Minimum price support is not the
only government intervention. Maharashtra buys up all cotton grown in the state
at an unrealistic price. Many states fix absurdly high prices for sugar cane.
The government of Kerala pushes up the wages of plantation workers. In various
ways, governments raise prices of particular crops, and ensure that they are
too costly to export. They therefore require protection from imports – the BJP
government, which boasted of having reduced tariffs, pushed up tariffs on
agricultural goods to absurd heights. And if there is a bumper crop, they
cannot be exported and domestic prices crash. In other words, because
government policies have made them unexportable, their domestic prices been
destabilized.
Farmers face risk anyway because of
fluctuations in rain and incidence of pests; price instability compounds the
risk. And then the government gives them loans at interest rates that are fixed
whatever their return. Thus the surplus, net of interest, becomes even more
unstable. Fixed-interest loans actually increase agricultural risk.

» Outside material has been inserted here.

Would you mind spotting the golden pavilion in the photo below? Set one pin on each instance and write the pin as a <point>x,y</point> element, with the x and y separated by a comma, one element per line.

Which is why many farmers have
reneged on bank loans and become ineligible for more. They turn to
moneylenders, whose interest rates are higher and methods of loan collection
more brutal. When farmers renege on their loans, often the only thing left for
them to do is to commit suicide.
This is why tripling bank loans
to farmers will not solve their problems, but worsen them. If the finance
minister wants to help farmers, he should start a lottery on rainfall; the
chances of a drought year are less than 10 per cent, so a farmer would multiply
his money tenfold when his crop fails.